Remembering Today, Longing for Long Ago, Protecting Tomorrow, 2008
By Sue Spaid, for the exhibition Mary Kay & Rebecca Morales
Popular pastimes such as shadow boxes, encased keepsakes, picture lockets, pressed flowers, buried treasures, time capsules, photo albums, scrap books, bulletin boards, and memento mori demonstrate some need to capture yesterday, extend today, freeze moments, or thwart entropy. Why do human beings tend to delay change, resist decay, and defer aging by preserving the now, rather than letting go? This essay can’t answer this question, but I do hope to show that Mary Kay’s new paintings double as mementoes, fields of soaring relics permanently pasted into our memories.

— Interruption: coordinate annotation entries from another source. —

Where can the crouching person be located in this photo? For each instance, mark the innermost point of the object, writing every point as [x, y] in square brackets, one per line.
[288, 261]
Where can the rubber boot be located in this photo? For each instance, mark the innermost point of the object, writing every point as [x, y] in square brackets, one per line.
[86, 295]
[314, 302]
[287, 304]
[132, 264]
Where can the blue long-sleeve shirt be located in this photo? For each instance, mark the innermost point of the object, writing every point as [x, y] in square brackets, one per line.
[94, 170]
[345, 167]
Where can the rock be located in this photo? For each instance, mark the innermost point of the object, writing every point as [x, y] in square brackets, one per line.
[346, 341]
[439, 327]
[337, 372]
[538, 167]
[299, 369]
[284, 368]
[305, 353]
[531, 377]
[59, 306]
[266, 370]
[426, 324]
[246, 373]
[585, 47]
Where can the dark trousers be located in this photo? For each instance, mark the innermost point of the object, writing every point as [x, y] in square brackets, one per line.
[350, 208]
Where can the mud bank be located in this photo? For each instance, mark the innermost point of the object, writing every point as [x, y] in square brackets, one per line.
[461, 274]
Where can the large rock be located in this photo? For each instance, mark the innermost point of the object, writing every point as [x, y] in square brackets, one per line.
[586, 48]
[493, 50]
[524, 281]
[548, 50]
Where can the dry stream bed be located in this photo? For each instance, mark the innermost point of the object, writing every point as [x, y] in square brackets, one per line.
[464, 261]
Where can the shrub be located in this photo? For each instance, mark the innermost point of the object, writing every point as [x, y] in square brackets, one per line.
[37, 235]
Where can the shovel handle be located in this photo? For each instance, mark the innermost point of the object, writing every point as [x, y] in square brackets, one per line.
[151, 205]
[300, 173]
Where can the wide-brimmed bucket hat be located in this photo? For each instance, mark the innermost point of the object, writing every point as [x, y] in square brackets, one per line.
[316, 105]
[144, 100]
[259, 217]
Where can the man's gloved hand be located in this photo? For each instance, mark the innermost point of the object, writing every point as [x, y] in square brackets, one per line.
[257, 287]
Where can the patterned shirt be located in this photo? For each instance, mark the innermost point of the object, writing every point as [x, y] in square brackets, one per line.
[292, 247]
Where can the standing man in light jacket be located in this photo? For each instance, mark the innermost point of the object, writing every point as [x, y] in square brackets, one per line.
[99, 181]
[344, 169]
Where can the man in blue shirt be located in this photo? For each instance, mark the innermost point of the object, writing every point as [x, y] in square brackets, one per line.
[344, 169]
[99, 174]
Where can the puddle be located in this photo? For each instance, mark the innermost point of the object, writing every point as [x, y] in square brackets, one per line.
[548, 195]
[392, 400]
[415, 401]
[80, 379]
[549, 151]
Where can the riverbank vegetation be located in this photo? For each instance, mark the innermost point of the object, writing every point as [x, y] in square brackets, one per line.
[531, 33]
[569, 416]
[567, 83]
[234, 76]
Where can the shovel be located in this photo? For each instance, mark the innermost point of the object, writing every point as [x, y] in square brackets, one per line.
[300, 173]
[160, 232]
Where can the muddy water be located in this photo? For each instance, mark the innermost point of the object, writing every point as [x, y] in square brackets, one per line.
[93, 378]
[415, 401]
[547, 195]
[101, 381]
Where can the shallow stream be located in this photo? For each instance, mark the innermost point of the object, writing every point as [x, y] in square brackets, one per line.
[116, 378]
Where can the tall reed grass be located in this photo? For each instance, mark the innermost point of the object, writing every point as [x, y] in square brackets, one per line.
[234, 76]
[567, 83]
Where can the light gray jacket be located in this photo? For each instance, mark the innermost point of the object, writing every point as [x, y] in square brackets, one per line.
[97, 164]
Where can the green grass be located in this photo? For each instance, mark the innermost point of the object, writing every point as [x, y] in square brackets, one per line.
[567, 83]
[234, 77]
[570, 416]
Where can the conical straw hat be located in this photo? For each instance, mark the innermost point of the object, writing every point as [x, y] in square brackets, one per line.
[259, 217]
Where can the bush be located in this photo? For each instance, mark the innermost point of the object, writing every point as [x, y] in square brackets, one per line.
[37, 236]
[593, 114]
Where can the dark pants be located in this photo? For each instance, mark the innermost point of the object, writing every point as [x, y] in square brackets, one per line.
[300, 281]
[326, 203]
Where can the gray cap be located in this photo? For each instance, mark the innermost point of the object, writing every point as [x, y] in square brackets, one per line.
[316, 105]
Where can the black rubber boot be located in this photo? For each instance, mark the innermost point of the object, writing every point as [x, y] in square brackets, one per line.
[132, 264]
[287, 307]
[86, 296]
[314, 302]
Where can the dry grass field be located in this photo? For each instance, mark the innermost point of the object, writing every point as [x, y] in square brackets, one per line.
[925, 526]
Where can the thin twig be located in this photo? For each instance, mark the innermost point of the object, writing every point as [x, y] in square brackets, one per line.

Soon after viewing her paintings, I asked whether she was also a naturalist, since the figures in her paintings seemed too detailed to be rendered from memory. She immediately suggested we visit her studio, where we studied her collection, casually culled while on walks with her dog. Like most artist-naturalists, she arranges her specimens categorically (similar insects, pods, vertebrae, fibulas, clavicles, skulls, seashells, carapaces, dried flowers). When these pieces appear in her paintings, they’re not always identifiable. Rendered in ways that veil their reference, they’re rotated at oblique angles as if tossed in the air, obliterated from sight by being buried under other objects, or distorted as aspects undergoing disintegration are selected. Even figures you feel comfortable identifying loom otherwise. The seashell-like form in To Grow is actually the tightly closed bud of a moonflower, while Maw’s cow vertebra evokes a fuchsia orchid.
Rather than ponder the question of what is being looked at, which would require one to identify each object hanging on the canvas’ surface, one should wonder about what is happening inside the painting, especially since these bottomless paintings look more like archaeological sites than illustrated plates from naturalists’ travels. However, Kay’s drawings, wherein she first paints a luscious ground, then selects the appropriate character(s) to float atop, and paints each as vividly as possible, do resemble such plates. Some of her paper works, especially her bone study, whereby dozens of bones hover over a black field, recall illustrations found in Cassiano’s Paper Museum.1 In 1762, King George III purchased this collection, whose 7,000 watercolors, drawings, and prints mostly document natural history, which was once considered one of the most significant efforts to “embrace human knowledge in visual form.”2 Twenty-two years later, Sir James Edward Smith purchased the Swedish botanist Carl Linnaeus’ personal collection of books, letters, and specimens (minerals, insects, shells, fish, and plants), which along with Smith’s collection formed the core of London’s Linnean Society.3 While I have no proof that Kay ever visited such collections, this British-born artist shares their anxiety about forgetting. This fascination with visual knowledge and desire to amass the past pervades her first culture. One only has to visit the Victoria and Albert or John Soane’s London home to taste this distinctly British pursuit.
So, let’s see what’s happening in Kay’s paintings. One feature that her paintings share is some orifice, whether a nest’s center, a radiant sunflower-like mandala or a vertebra’s hollow center, each proposing pursed, pinkish lips mouthing “whooo” or “oooh.” This sounds very weird, but they’re everywhere here. With Spirit, two veiny leaves hover over a pinky-grey fluffy nest, comprised of straw, grasses, and thorns. Laced in red, the veins suggest an active circulatory system pumping blood, oxygen, and/or nutrients. Meanwhile, an animal has constructed a stunning, though pointless nest, one that’s ultimately too painful to perch upon. In Maw, the dramatic orchid-like vertebra, occupying an enormous boneyard suddenly swept up in a gust of wind, summons the spectator’s attention. Simultaneously grasped from various vantages, ranging from close-up to far away, this scene generates substantial depth. False Hope, the series’ most animated work, consists of a single cicada wing wisping blissfully through a pasture dotted with colossal toothy creatures. If you’re beginning to sense the onset of some ominous tempest, you might be comforted to learn that the first artwork she remembers appreciating was Hieronymus Bosch’s Garden of Earthly Delights (1500), hanging as a poster in a friend’s bedroom. With Rush, one senses the ruffled plumage of a puffed-up bird crowning a cross-section of a fleshy bone. The most mysterious painting is Uproot, whose detailed fleshy root drifts in the dark, parallel two ruddy cicada wings, while delicate roots toss about. Reiterating nature’s transiency, this theme recalls the extreme lifecycle of cicada nymphs munching roots and thriving beneath the earth’s surface, only to emerge as adults every thirteen or seventeen years. Parts consists of three turtle vertebrae.